I eat a lot of whole, unprocessed foods… punctuated by frequent consumption of burgers and fries.
Gone are the torturous days of obsessing over my food, and sadly, I had plenty of them.
I competed in Figure, and without re-opening that can of worms, let’s just say that it left me with some pretty intense food issues.
I was irrationally labeling foods—and my behaviors with them—as “good” or “bad,” and it rarely made sense.
If I ate an apple that I wasn’t scheduled to eat, I labeled myself AND the apple “bad.” If I followed my plan like I was supposed to, I deemed myself “good” that day.

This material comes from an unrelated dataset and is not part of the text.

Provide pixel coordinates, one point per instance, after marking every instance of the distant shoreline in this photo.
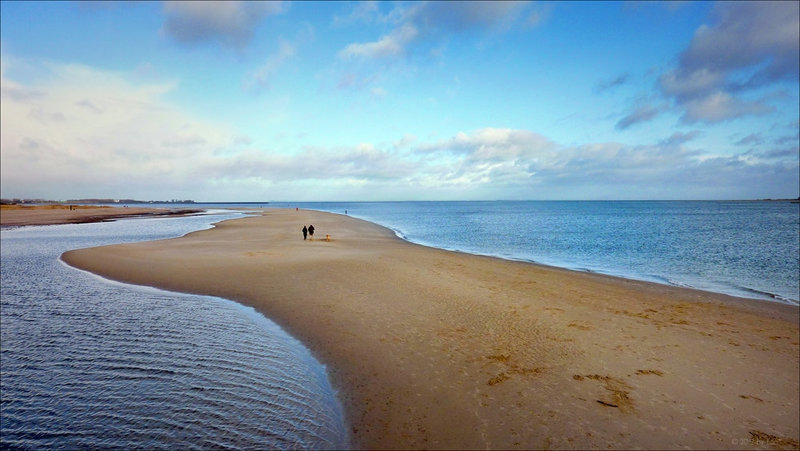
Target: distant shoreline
(36, 215)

This was a slippery slope because, as I’m sure you can understand, there is not one single thing that is bad about eating an apple, nor many of the other foods that I allowed myself to feel badly about eating.
As a fitness instructor my entire day revolved around exercising... exercise that caused me to want to eat more and without any conscious thought.
While I might have looked “fit” (based on the misguided industry standard) my body wasn’t happy. I was physically exhausted, sick all of the time, and in a perpetual state of soreness.
The real kicker? As “fit” as I looked, my body image was at an all-time low.
My diet was so strict that I thought about food all the time.
I was fixated on my weekly “cheat” meal, and it was always followed by overwhelming remorse, accompanied by plenty of negative self-talk.
My lightbulb moment came in 2012 after a talk with my coach at the time… I had freaked out when weighing myself after a “cheat” meal and seeing 2 extra pounds on the scale.
He set me straight.
I tossed my scale in the garbage the next morning and haven’t weighed myself since.
I finally realized that I didn’t need a certain number on the scale or on my jeans to validate my self-worth.